こんにちは。
今回は「所得税ってどうやって計算する?」の3回目です。
前回のおさらい
前回の記事では、年収と所得の違いや、所得の種類、給与所得の算出式について整理しました。
所得税 = 課税所得金額 × 税率
= (所得金額 − 控除額) × 税率
= (給与所得金額 − 控除額) × 税率
= {(年収金額 – 給与所得控除額) – その他の控除額} × 税率
上記式の中で、「給与所得控除額」「その他の控除額」「税率」の部分がまだ整理できていなかったので、今回の記事ではその点について整理していきます。
控除とは
控除とは、同じ年収の人でも、その人の状況に合わせて税金を少なくするものです。例えば、子供を養っている場合は支払う税金を少なくしてあげますよ、というようなものです。

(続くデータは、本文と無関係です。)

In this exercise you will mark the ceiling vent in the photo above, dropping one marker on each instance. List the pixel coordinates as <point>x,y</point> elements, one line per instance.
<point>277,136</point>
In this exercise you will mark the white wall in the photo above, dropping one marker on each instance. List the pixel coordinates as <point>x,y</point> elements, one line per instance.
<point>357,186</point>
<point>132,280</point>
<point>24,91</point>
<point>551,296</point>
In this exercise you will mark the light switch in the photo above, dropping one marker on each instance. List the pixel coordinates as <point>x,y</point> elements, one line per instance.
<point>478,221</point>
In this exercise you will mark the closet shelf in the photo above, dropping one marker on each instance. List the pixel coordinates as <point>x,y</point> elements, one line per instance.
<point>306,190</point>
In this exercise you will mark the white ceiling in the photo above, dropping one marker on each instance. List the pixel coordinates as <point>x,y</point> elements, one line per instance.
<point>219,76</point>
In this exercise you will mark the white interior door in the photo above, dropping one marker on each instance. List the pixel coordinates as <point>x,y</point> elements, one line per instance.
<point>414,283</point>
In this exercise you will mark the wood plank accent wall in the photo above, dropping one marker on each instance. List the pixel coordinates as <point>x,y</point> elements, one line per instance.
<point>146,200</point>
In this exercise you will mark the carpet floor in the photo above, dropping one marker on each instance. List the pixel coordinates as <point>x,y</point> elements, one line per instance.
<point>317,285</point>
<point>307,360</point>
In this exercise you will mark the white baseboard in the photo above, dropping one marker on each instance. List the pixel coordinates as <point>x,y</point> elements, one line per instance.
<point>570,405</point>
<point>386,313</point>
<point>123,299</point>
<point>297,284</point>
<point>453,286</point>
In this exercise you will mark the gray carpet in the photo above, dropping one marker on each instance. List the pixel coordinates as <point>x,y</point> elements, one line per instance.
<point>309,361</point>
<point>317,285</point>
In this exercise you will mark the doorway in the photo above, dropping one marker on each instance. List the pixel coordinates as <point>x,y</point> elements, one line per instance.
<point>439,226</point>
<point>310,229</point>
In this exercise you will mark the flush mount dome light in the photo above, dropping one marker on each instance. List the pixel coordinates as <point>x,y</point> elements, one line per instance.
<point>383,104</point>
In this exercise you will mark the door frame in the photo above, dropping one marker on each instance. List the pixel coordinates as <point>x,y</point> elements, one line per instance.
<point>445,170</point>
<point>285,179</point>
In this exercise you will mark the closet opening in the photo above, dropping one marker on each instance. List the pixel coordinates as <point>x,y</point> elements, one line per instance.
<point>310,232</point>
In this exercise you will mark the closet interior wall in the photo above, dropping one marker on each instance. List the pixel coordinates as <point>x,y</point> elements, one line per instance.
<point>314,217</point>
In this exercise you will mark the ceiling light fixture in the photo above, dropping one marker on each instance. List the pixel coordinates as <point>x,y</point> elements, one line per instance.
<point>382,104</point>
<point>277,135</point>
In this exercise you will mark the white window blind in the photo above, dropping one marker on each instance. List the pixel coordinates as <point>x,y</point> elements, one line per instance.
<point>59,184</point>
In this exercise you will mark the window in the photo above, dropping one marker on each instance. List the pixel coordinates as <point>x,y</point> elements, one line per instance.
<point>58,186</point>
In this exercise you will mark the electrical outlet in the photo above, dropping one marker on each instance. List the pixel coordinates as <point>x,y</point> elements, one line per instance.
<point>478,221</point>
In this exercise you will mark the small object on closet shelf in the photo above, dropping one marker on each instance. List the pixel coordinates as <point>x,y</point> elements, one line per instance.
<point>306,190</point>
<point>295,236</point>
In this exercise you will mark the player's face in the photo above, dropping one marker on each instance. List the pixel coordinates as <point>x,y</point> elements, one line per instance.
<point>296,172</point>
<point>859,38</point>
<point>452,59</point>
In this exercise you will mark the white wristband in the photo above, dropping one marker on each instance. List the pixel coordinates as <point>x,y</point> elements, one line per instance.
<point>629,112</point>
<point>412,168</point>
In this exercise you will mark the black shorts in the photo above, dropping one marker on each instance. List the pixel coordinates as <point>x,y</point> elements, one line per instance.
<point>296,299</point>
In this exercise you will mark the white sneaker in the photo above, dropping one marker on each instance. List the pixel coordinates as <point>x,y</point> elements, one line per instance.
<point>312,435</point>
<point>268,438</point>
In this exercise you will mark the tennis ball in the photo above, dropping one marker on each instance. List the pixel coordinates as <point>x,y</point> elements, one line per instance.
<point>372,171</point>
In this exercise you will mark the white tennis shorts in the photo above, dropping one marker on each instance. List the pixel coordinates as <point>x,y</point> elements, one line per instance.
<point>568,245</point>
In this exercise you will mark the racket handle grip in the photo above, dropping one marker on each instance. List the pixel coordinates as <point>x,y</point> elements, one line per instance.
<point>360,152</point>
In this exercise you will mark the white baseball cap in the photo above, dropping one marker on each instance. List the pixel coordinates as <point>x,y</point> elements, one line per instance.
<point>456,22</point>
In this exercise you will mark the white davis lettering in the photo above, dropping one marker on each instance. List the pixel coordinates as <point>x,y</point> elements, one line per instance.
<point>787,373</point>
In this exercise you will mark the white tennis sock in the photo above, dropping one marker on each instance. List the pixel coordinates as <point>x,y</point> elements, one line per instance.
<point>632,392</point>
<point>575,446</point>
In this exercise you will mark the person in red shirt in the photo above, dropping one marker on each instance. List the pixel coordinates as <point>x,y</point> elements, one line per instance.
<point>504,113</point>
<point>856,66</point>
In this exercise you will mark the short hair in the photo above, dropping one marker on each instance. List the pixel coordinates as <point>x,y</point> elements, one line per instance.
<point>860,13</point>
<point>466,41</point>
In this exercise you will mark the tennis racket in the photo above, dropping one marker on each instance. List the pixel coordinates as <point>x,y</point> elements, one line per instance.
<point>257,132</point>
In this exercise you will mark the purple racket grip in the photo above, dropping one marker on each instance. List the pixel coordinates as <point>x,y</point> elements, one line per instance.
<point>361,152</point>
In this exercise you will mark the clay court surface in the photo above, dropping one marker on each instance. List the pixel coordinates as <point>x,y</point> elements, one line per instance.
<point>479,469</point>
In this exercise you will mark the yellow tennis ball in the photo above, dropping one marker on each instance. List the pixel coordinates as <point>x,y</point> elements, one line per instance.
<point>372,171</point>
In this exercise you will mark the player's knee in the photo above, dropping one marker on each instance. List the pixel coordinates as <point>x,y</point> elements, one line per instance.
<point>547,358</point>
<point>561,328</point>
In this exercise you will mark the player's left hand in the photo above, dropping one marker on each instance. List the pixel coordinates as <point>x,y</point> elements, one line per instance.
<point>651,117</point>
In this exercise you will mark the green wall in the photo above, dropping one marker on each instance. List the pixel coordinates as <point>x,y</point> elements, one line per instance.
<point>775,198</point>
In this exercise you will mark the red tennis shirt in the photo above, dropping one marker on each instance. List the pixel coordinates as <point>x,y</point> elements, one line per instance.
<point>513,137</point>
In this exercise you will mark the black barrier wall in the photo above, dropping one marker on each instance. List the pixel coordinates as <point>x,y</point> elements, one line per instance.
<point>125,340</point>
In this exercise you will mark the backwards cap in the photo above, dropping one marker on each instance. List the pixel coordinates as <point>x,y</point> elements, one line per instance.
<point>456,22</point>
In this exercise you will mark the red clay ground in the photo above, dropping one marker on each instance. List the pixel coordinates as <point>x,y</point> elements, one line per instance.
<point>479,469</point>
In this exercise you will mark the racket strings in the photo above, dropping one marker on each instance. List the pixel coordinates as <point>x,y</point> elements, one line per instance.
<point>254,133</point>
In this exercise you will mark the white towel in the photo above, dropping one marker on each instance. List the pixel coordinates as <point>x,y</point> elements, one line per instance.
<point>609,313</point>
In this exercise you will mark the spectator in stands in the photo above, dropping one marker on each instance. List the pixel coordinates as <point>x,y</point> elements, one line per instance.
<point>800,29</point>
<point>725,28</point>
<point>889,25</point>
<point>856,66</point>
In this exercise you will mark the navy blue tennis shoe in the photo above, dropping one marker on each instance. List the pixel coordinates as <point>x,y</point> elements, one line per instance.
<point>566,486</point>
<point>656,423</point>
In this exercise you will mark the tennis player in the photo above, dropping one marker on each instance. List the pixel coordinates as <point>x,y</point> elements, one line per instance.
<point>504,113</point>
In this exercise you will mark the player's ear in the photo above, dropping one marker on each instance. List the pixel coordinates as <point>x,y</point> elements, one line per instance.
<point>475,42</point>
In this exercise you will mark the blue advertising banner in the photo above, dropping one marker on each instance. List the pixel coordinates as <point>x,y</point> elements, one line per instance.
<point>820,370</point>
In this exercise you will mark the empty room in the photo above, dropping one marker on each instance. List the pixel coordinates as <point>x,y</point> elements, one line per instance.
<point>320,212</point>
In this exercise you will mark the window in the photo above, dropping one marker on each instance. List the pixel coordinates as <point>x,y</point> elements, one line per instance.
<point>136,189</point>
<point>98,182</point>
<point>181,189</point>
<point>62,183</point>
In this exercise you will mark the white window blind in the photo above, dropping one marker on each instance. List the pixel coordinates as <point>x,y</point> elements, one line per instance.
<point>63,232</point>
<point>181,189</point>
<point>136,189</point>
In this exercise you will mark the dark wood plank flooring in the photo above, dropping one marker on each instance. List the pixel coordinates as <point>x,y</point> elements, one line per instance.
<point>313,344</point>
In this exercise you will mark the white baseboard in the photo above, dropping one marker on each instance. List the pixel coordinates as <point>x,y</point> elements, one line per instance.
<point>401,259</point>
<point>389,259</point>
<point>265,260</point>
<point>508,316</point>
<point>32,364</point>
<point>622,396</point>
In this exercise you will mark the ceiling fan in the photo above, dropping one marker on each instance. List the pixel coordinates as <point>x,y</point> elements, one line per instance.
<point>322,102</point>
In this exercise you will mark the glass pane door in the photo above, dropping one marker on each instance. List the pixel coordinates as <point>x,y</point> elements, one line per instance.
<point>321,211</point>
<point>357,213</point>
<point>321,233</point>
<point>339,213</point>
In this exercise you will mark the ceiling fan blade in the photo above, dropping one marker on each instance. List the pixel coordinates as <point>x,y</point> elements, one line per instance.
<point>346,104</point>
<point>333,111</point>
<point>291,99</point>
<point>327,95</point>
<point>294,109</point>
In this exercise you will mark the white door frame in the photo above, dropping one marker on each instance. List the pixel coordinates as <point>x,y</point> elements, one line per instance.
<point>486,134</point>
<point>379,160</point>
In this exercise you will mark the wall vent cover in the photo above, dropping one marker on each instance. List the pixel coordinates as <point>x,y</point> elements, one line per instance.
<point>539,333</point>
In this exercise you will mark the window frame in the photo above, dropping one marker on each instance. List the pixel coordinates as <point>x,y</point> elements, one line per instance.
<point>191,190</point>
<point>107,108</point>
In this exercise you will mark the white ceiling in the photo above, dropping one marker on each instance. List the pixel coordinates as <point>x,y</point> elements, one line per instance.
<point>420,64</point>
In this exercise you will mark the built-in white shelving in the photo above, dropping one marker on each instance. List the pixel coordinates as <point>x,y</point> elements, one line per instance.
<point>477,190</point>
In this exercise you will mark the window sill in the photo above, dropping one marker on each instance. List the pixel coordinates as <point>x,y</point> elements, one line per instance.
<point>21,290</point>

国税庁によると、所得金額から差し引かれる金額(所得控除)は、15種類あります。
https://www.nta.go.jp/taxes/shiraberu/taxanswer/shotoku/1100.htm
- 雑損控除(災害や盗難などで資産に損害を受けたとき)
- 医療費控除(医療費を支払ったとき)
- 社会保険料控除
- 小規模企業共済等掛金控除
- 生命保険料控除
- 地震保険料控除
- 寄附金控除(ふるさと納税などの一定の寄付金を支払ったとき)
- 障害者控除
- ひとり親控除(寡夫控除)
- 寡夫控除
- 勤労学生控除
- 扶養控除
- 配偶者控除
- 配偶者特別控除
- 基礎控除
このように、災害の有無、配偶者の有無、寄付の有無など、一人ひとりの状況に合わせて控除額を決め、納税すべき金額を算出していくわけですね。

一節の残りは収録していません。